Derrota. La gente habla de ella con una facilidad pasmosa. Es un sentimiento amargo. A menudo, desgarrador e insoportable. Quien la toma como un método de aprendizaje es porque nunca ha llegado a clase de Matemáticas -sudando y con las rodillas llenas de sangre- habiendo perdido contra los del A. Un día fui uno de aquellos perdedores. Mi profesora, viendo mi cara de derrota, pronunció la famosa frase: «es sólo fútbol» y me preguntó sí había hecho los ejercicios del cuadernillo Rubio. Unos años más tarde, un 2-0 en Riazor me enseñó que en la vida siempre se pierde y lo importante que es ir a clase con los deberes hechos.

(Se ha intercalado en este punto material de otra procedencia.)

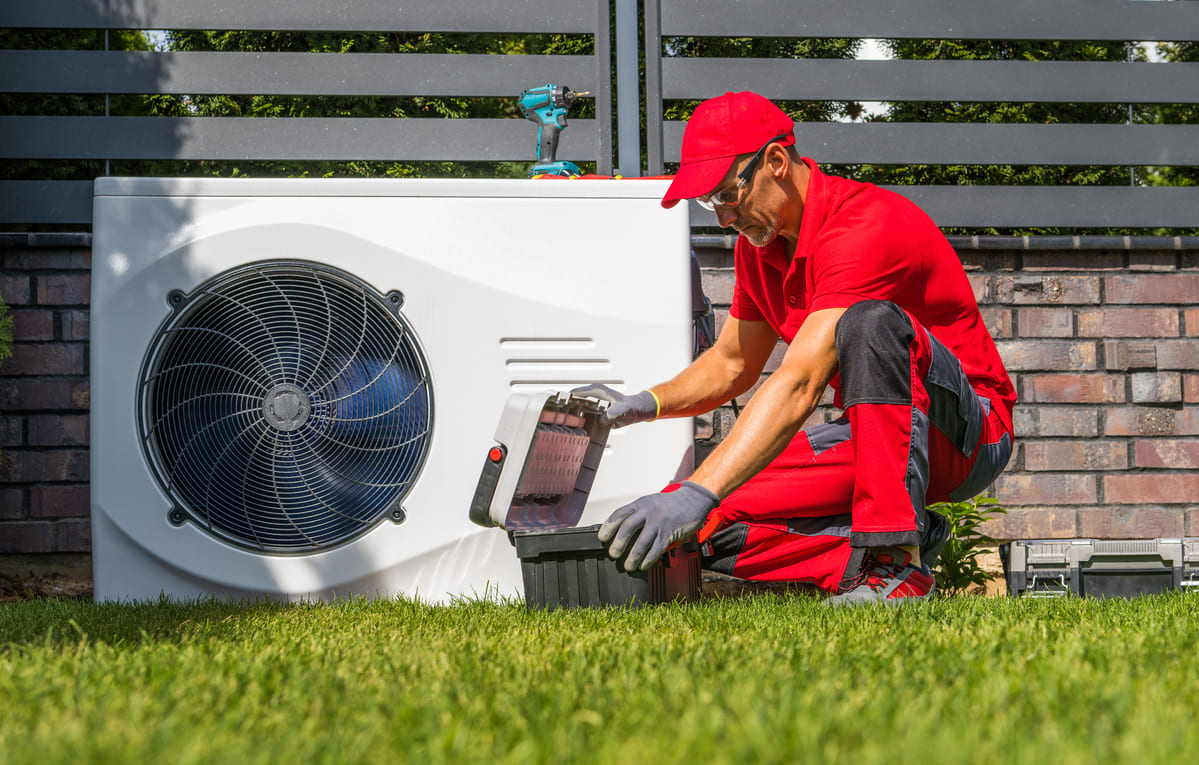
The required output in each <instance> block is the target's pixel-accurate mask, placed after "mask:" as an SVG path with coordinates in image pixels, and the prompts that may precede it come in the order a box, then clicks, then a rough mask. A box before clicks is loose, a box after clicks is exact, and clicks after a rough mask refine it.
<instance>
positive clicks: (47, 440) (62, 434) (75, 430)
mask: <svg viewBox="0 0 1199 765" xmlns="http://www.w3.org/2000/svg"><path fill="white" fill-rule="evenodd" d="M88 427H89V417H88V415H36V416H32V417H30V418H29V445H30V446H86V445H88V442H89V433H88Z"/></svg>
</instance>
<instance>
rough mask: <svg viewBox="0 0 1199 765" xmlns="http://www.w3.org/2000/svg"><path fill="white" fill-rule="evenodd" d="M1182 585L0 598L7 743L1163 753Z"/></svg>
mask: <svg viewBox="0 0 1199 765" xmlns="http://www.w3.org/2000/svg"><path fill="white" fill-rule="evenodd" d="M1197 636H1199V601H1197V600H1195V598H1194V596H1186V595H1173V596H1159V597H1152V598H1144V600H1137V601H1121V600H1111V601H1096V600H1077V598H1076V600H1059V601H1044V600H1038V601H1034V600H1012V598H993V600H983V598H954V600H944V601H935V602H930V603H922V604H918V606H912V607H904V608H862V609H843V610H842V609H830V608H827V607H826V606H825V604H824V603H823V602H820V601H819V600H815V598H812V597H809V596H803V595H799V596H782V595H761V596H754V597H743V598H735V600H715V598H713V600H704V601H701V602H699V603H694V604H686V606H669V607H651V608H645V609H639V610H625V609H605V610H584V612H555V613H552V614H546V613H540V612H538V613H530V612H528V610H526V609H525V608H524V606H523V604H522V603H511V602H510V603H501V604H494V603H486V602H463V603H459V604H456V606H451V607H433V606H426V604H420V603H412V602H408V601H376V602H368V601H354V602H344V603H333V604H312V606H281V604H229V603H221V602H200V603H188V604H180V603H171V602H161V603H150V604H131V606H119V604H98V606H97V604H92V603H85V602H70V601H62V602H59V601H30V602H22V603H11V604H6V606H0V704H2V710H4V711H2V713H0V760H2V761H5V763H7V764H17V763H38V764H41V763H72V764H78V763H92V761H103V763H239V764H240V763H290V761H329V763H335V761H336V763H380V764H381V763H394V761H409V763H488V764H498V763H522V764H523V763H570V761H585V763H611V764H614V765H616V764H619V765H626V764H637V763H652V764H655V765H658V764H663V763H695V764H705V765H706V764H707V763H730V764H731V763H736V764H741V763H796V761H811V763H852V764H855V765H858V764H868V763H887V764H891V765H893V764H897V763H916V764H920V765H926V764H932V763H1000V761H1002V763H1040V761H1047V763H1054V764H1070V763H1137V764H1138V765H1143V764H1147V763H1181V761H1193V758H1194V755H1195V752H1199V719H1197V710H1199V650H1197Z"/></svg>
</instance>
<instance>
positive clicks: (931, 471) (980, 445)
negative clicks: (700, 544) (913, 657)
mask: <svg viewBox="0 0 1199 765" xmlns="http://www.w3.org/2000/svg"><path fill="white" fill-rule="evenodd" d="M837 362H838V368H839V377H840V394H842V400H843V403H844V406H845V412H844V416H843V417H840V418H839V420H837V421H835V422H829V423H824V424H818V426H814V427H811V428H806V429H803V430H800V433H799V434H796V436H795V439H793V440H791V442H790V445H789V446H788V447H787V448H785V450H784V451H783V453H782V454H779V456H778V457H777V458H776V459H775V460H773V462H772V463H771V464H770V465H767V466H766V468H765V469H764V470H763V471H761V472H759V474H758V475H757V476H754V477H753V478H752V480H749V481H748V482H746V483H745V484H743V486H741V487H740V488H737V489H736V490H735V492H733V493H731V494H730V495H729V496H728V498H725V499H724V501H723V502H721V506H719V507H718V508H717V510H716V511H715V512H713V516H715V517H716V519H717V520H716V523H717V524H718V525H716V531H715V534H712V535H711V536H710V537H709V538H707V540H706V541H705V542H704V544H703V556H704V566H705V568H710V570H712V571H717V572H722V573H727V574H731V576H735V577H741V578H745V579H757V580H767V582H783V580H787V582H807V583H812V584H815V585H817V586H819V588H821V589H824V590H829V591H836V590H837V589H838V588H839V586H840V583H842V580H843V579H844V578H845V577H846V574H848V576H852V574H854V573H856V571H857V562H860V561H861V558H862V553H863V552H864V550H866V549H867V548H870V547H884V546H891V544H920V543H921V537H922V534H923V531H924V525H926V517H927V513H926V510H924V505H926V502H938V501H946V500H954V501H956V500H960V499H968V498H971V496H974V495H976V494H977V493H980V492H982V490H983V489H984V488H986V487H987V486H989V484H990V483H992V482H993V481H994V480H995V477H996V476H998V475H999V472H1000V471H1001V470H1002V469H1004V466H1005V465H1006V464H1007V460H1008V458H1010V457H1011V453H1012V435H1011V433H1008V430H1007V428H1006V427H1005V426H1004V424H1002V421H1001V420H1000V418H999V417H998V416H996V412H995V411H994V410H993V408H992V403H990V400H989V399H987V398H984V397H981V396H978V394H977V393H976V392H975V390H974V388H972V386H971V385H970V382H969V380H968V379H966V377H965V375H964V374H963V373H962V367H960V365H959V363H958V360H957V359H956V357H954V356H953V354H952V353H951V351H950V350H948V349H947V348H946V347H945V345H944V344H941V343H940V342H939V341H938V339H936V338H935V337H933V336H932V335H930V333H929V332H928V331H927V330H924V329H923V327H922V326H921V325H920V324H918V323H917V321H916V320H915V319H912V318H911V315H909V314H908V313H906V312H904V311H903V309H902V308H899V307H898V306H896V305H894V303H890V302H884V301H863V302H860V303H856V305H854V306H852V307H850V308H849V309H846V311H845V313H844V314H843V315H842V318H840V320H839V321H838V325H837ZM707 528H712V519H711V517H710V523H709V526H707Z"/></svg>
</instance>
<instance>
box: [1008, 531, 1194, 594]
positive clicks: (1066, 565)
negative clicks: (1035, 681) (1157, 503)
mask: <svg viewBox="0 0 1199 765" xmlns="http://www.w3.org/2000/svg"><path fill="white" fill-rule="evenodd" d="M1000 558H1001V560H1002V562H1004V572H1005V574H1006V578H1007V590H1008V592H1010V594H1011V595H1016V596H1024V597H1060V596H1066V595H1081V596H1091V597H1137V596H1140V595H1152V594H1156V592H1169V591H1174V590H1182V591H1195V589H1197V588H1199V538H1176V537H1175V538H1158V540H1018V541H1014V542H1010V543H1006V544H1001V546H1000Z"/></svg>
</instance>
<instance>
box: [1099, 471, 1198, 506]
mask: <svg viewBox="0 0 1199 765" xmlns="http://www.w3.org/2000/svg"><path fill="white" fill-rule="evenodd" d="M1103 496H1104V500H1105V501H1107V502H1108V504H1109V505H1193V504H1194V501H1195V498H1197V496H1199V474H1185V472H1137V474H1128V475H1109V476H1103Z"/></svg>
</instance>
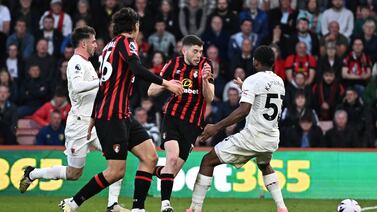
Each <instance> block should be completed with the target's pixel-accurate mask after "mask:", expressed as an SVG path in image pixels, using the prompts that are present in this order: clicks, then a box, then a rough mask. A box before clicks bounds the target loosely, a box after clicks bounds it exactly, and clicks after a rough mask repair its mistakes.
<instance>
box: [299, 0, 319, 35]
mask: <svg viewBox="0 0 377 212" xmlns="http://www.w3.org/2000/svg"><path fill="white" fill-rule="evenodd" d="M319 10H320V8H319V5H318V0H307V1H306V8H305V9H302V10H300V11H299V13H298V16H297V20H299V19H301V18H305V19H307V20H308V21H309V30H310V31H311V32H313V33H316V34H320V33H321V22H320V20H321V14H320V11H319Z"/></svg>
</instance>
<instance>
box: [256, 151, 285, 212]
mask: <svg viewBox="0 0 377 212" xmlns="http://www.w3.org/2000/svg"><path fill="white" fill-rule="evenodd" d="M271 157H272V153H263V154H260V155H258V156H257V164H258V168H259V169H260V170H261V172H262V175H263V182H264V185H265V186H266V188H267V190H268V191H269V192H270V193H271V196H272V198H273V199H274V201H275V203H276V206H277V208H278V211H279V212H288V209H287V207H286V206H285V203H284V199H283V195H282V194H281V190H280V187H279V182H278V176H277V175H276V173H275V172H274V170H273V169H272V167H271V165H270V161H271Z"/></svg>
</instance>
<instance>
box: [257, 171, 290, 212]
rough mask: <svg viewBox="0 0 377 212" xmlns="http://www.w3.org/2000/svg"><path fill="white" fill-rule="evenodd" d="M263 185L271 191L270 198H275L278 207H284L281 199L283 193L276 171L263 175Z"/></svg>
mask: <svg viewBox="0 0 377 212" xmlns="http://www.w3.org/2000/svg"><path fill="white" fill-rule="evenodd" d="M263 181H264V185H265V186H266V188H267V189H268V191H269V192H270V193H271V196H272V198H273V199H274V200H275V203H276V205H277V207H278V208H286V206H285V204H284V200H283V195H282V194H281V190H280V187H279V182H278V177H277V175H276V173H272V174H268V175H264V176H263Z"/></svg>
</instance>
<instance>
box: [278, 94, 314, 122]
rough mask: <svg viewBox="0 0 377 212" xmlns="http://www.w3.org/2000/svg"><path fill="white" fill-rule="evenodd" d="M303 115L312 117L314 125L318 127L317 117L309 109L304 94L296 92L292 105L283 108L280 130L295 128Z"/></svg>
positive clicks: (302, 116) (312, 110) (313, 110)
mask: <svg viewBox="0 0 377 212" xmlns="http://www.w3.org/2000/svg"><path fill="white" fill-rule="evenodd" d="M305 113H309V114H311V115H312V120H313V124H314V125H318V122H319V121H318V116H317V114H316V112H315V111H314V110H312V109H311V108H310V107H309V102H308V101H307V99H306V96H305V92H304V91H303V90H298V91H297V92H296V95H295V99H294V101H293V104H292V105H291V106H289V107H286V108H284V110H283V112H282V114H281V123H280V124H281V126H282V128H287V127H288V128H289V127H291V126H295V125H296V126H297V125H298V124H299V120H300V118H301V117H303V116H304V114H305Z"/></svg>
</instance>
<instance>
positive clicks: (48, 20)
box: [35, 15, 63, 58]
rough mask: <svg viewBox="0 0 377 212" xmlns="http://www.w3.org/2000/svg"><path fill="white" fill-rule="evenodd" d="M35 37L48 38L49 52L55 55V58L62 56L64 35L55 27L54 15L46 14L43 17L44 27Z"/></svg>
mask: <svg viewBox="0 0 377 212" xmlns="http://www.w3.org/2000/svg"><path fill="white" fill-rule="evenodd" d="M35 38H36V40H40V39H42V38H44V39H46V40H47V41H48V49H47V52H48V54H50V55H53V56H55V58H58V57H59V56H60V46H61V43H62V41H63V35H62V33H61V32H59V31H58V30H57V29H54V17H53V16H52V15H46V16H45V17H44V18H43V28H42V29H41V30H39V31H38V32H37V34H36V37H35Z"/></svg>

Caer es importante. Después de tocar fondo solo puedes subir. Te cambias de look, vas al gimnasio o te ilusionas cuando un bigotudo te dice: «En tres días nos vemos en Son Moix». La espera se hizo más eterna que un minuto de plancha abdominal, pero al final llegó la noche tan ansiada. El Mallorca tenía una cita con la historia. Remontar dos goles y volver a Primera División se veía un poco más factible dos horas antes del encuentro. Las calles se inundaban de camisetas rojas, humo de bengala y cánticos al unísono. El «Sí se puede» se tatuaba en las gargantas bermellonas como una canción de verano. Nadie estaba preparado para lo que estaba a punto de ocurrir.